Pensar, em "O Clube dos Cinco" é pensar em John Hughes,
um dos maiores ícones dos
anos 80. Talvez muitos pós-80''s ou antes, não entendam do que estou falando, mas quem cresceu nessa época sabe do que estou falando. Esse diretor foi o responsável por alguns dos filmes mais marcantes dessa época para o público infanto-juvenil (naquela época ainda não tinham criado o termo "pré-adolescente") e para os adolescentes da época.Cada um de seus filmes disseca profundamente esse universo, para muitos obscuro, que é paralelamente tão simples do que é ser adolescente.Em Clube dos Cinco são destacadas cinco personalidades diferentes, a princípio estereotipadas, propositalmente Hughes nos mostra apenas
uma primeira impressão superficial do que cada um dos alunos que estão em detenção no sábado, realmente é. O diretor da escola tem dificuldades de disciplinar essas mentes, repletas de interrogações e críticas, pede aos "detentos" que façam uma redação dizendo quem são eles? A redação não surge, porém as personagens respondem ao público essa pergunta no decorrer do filme. No primeiro momento, o conflito: a imagem que cada um deles quer manter, e como os outros os vêem, a medida que essa imagem começa a ser comprovada como uma mera visão distorcida, temos um próximo momento: curiosidade: ao descobrir que sabem tão pouco sobre as pessoas ao seu redor e até mesmo sobre eles, os jovens começam a interagir com os outros "universos", buscando a identidade dos companheiros de detenção e deles mesmos. Então surge o entrosamento: as barreiras começam a cair, segredos, coisas sobre as quais nunca tinham pensado surgem, e eles dividem seus medos, seus temores. E por fim, algo indefinível, nem eles mostram claramente, nem você pode ter certeza, mas sabe que algo dentro deles mudou, eles mostram com uma frase que resume exatamente o que estou tentando explicar, na redação para o diretor: "...você nos vê exatamente como for mais conveniente para você..."Pessoas são sempre rotuladas, geram uma impressão, uma imagem quando conhecemos superficialmente. Ninguém aparece com todas as características e defeitos estampados no rosto.

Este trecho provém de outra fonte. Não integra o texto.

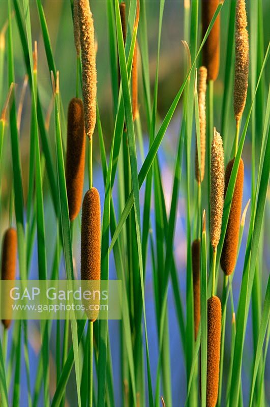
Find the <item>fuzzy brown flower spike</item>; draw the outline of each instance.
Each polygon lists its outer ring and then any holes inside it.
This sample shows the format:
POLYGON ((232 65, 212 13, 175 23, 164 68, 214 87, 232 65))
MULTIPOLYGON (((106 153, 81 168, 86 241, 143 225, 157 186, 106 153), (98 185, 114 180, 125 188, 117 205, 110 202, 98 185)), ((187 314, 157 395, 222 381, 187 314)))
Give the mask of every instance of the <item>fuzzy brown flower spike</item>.
POLYGON ((235 14, 235 67, 233 107, 235 120, 243 114, 249 77, 249 35, 245 0, 237 0, 235 14))
MULTIPOLYGON (((202 0, 202 38, 211 22, 219 0, 202 0)), ((207 81, 216 80, 219 70, 220 15, 218 16, 202 48, 202 65, 207 70, 207 81)))
POLYGON ((220 238, 224 194, 224 162, 222 139, 214 129, 211 148, 210 238, 217 247, 220 238))
MULTIPOLYGON (((99 192, 92 188, 82 204, 81 237, 81 278, 100 280, 100 199, 99 192)), ((91 285, 89 282, 89 287, 91 285)), ((97 287, 95 287, 97 289, 97 287)), ((93 288, 92 288, 93 289, 93 288)), ((88 315, 88 314, 87 314, 88 315)), ((97 314, 91 321, 96 319, 97 314)))
POLYGON ((194 304, 194 332, 195 340, 200 325, 201 315, 200 300, 200 239, 192 243, 192 274, 193 276, 193 298, 194 304))
POLYGON ((207 301, 206 405, 215 407, 218 400, 221 334, 221 304, 218 297, 207 301))
MULTIPOLYGON (((121 18, 121 26, 122 27, 122 33, 123 35, 124 45, 126 45, 127 40, 127 25, 126 24, 126 3, 122 2, 119 5, 120 10, 120 17, 121 18)), ((121 82, 121 74, 120 73, 120 65, 119 63, 119 56, 118 57, 118 88, 120 87, 121 82)))
POLYGON ((85 133, 83 106, 80 99, 71 99, 68 114, 66 180, 69 218, 74 220, 80 212, 84 173, 85 133))
MULTIPOLYGON (((228 188, 234 162, 234 159, 233 158, 229 162, 226 168, 225 194, 226 194, 228 188)), ((221 268, 226 276, 229 276, 232 274, 236 263, 243 195, 244 172, 244 162, 241 158, 239 163, 230 215, 220 258, 221 268)))
POLYGON ((88 0, 77 0, 82 67, 85 132, 89 140, 96 126, 97 70, 94 22, 88 0))
POLYGON ((198 71, 198 99, 199 101, 199 114, 200 119, 200 136, 201 147, 201 174, 199 168, 199 159, 197 140, 196 143, 195 175, 197 182, 202 182, 204 178, 205 162, 205 133, 206 129, 206 116, 205 112, 205 97, 206 94, 207 69, 205 67, 200 67, 198 71))
MULTIPOLYGON (((9 228, 5 234, 2 246, 2 263, 1 279, 15 280, 17 259, 17 231, 13 227, 9 228)), ((4 299, 3 297, 1 297, 4 299)), ((6 329, 10 325, 10 319, 3 319, 2 322, 6 329)))

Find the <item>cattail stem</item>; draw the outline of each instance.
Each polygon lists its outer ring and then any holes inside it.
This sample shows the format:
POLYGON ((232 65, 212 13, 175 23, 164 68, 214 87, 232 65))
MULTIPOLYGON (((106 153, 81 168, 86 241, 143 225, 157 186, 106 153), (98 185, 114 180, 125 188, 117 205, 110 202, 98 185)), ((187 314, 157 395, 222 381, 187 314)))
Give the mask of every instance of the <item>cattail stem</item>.
POLYGON ((212 296, 215 295, 215 286, 216 285, 216 264, 217 262, 217 247, 213 247, 213 263, 212 296))
POLYGON ((3 359, 4 359, 4 365, 6 365, 6 359, 7 358, 7 348, 8 344, 8 330, 6 328, 4 330, 3 332, 3 359))
POLYGON ((218 405, 221 405, 221 397, 222 393, 222 375, 223 373, 223 360, 224 355, 225 332, 226 314, 227 313, 227 289, 228 287, 228 276, 224 275, 223 278, 223 288, 222 289, 222 297, 221 299, 221 309, 222 311, 221 324, 221 339, 220 344, 220 362, 219 365, 219 396, 218 399, 218 405))
POLYGON ((235 127, 235 137, 234 138, 234 155, 235 157, 238 149, 238 140, 239 139, 239 130, 240 130, 240 121, 236 120, 236 125, 235 127))
POLYGON ((89 338, 89 366, 88 387, 88 406, 92 407, 93 399, 93 323, 89 321, 88 325, 88 334, 89 338))
POLYGON ((89 149, 88 151, 88 176, 89 180, 89 189, 91 189, 93 185, 93 140, 91 138, 89 140, 89 149))
POLYGON ((200 182, 198 183, 198 231, 197 236, 201 235, 201 186, 200 182))
MULTIPOLYGON (((214 128, 214 81, 209 80, 208 82, 208 103, 207 106, 207 115, 208 124, 208 136, 206 137, 207 149, 208 152, 208 168, 210 171, 211 162, 211 143, 213 136, 214 128)), ((208 172, 209 173, 209 172, 208 172)), ((208 222, 210 222, 210 184, 211 180, 208 178, 208 196, 209 197, 208 205, 208 222)))
POLYGON ((77 68, 76 78, 76 97, 79 97, 79 90, 80 89, 80 71, 81 69, 81 60, 79 55, 77 55, 77 68))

É da compreensão de que não podemos evitar que isso aconteça conosco, mas de que podemos ser diferentes, antes de tentar criar um "rótulo" meramente especulativo sobre alguém que o filme fala.Personagens:"A
princesa" - Claire - A popular, patricinha-mimada, arrogante e esnobe. No desenvolvimento vemos que ela sofre, pois os pais não se importam com ela, e a manipulam para transformá-la em objeto de separação. Descobrimos uma menina insegura, que sofre pressão dos amigos para ser algo que não é, e que quando se sente confortável, pode ser bem gentil e honesta."O Esportista (Sporto)" - Andrew - Também faz parte do grupo dos Populares, participa de equipe de luta. A princípio parece controlador e certinho, mas vamos descobrindo que nem tudo vai indo tão bem em sua vida, é pressionado a participar da equipe de luta pelo pai, mesmo não sabendo se é isso que quer, tem dificuldade de pensar por ele mesmo, não se conhece. Mas é também leal, companheiro e doce."O cérebro" - Brian - O típico CDF, considerado por todos "não-problemático", afinal, provavelmente terá um futuro brilhante, o sonho de todos os pais, tímido e facilmente coagido. Na realidade, ser o gênio também é uma grande pressão e Brian não soube lidar com uma nota baixa que recebeu, tendo seu surto total. Descobrimos que ele tem um excelente senso de humor, e sabe ser irônico, sem que ninguém perceba. É também muito sensível."O
rebelde" - Bender - Rebelde sem causa? Revoltado? Politicamente incorreto, Bender é um ponto de interrogação, a princípio. Como arma de auto-defesa ele ataca os outros, e quando provocado descobrimos uma vítima de maus tratos do pai, sofrido, porém corajoso e protetor, fica claro que quanto mais ele ataca, mas a pessoa o incomoda. Ou porque ele gosta, ou porque é alguém que ele gostaria de ser."A estranha" - Allison - Quando aquela garota queinguém vê, que todos ignoram aparece a indiferença permanece, então, Allison começa a ter algumas atitudes imprevisíveis, e acaba pegando todos de surpresa. Na realidade, é uma garota solidária, mas triste, abalada por nunca provocar nada em seus pais e nem no
colégio. Atemporal, interessante, engraçado e melancólico, esse é o "O Clube dos Cinco".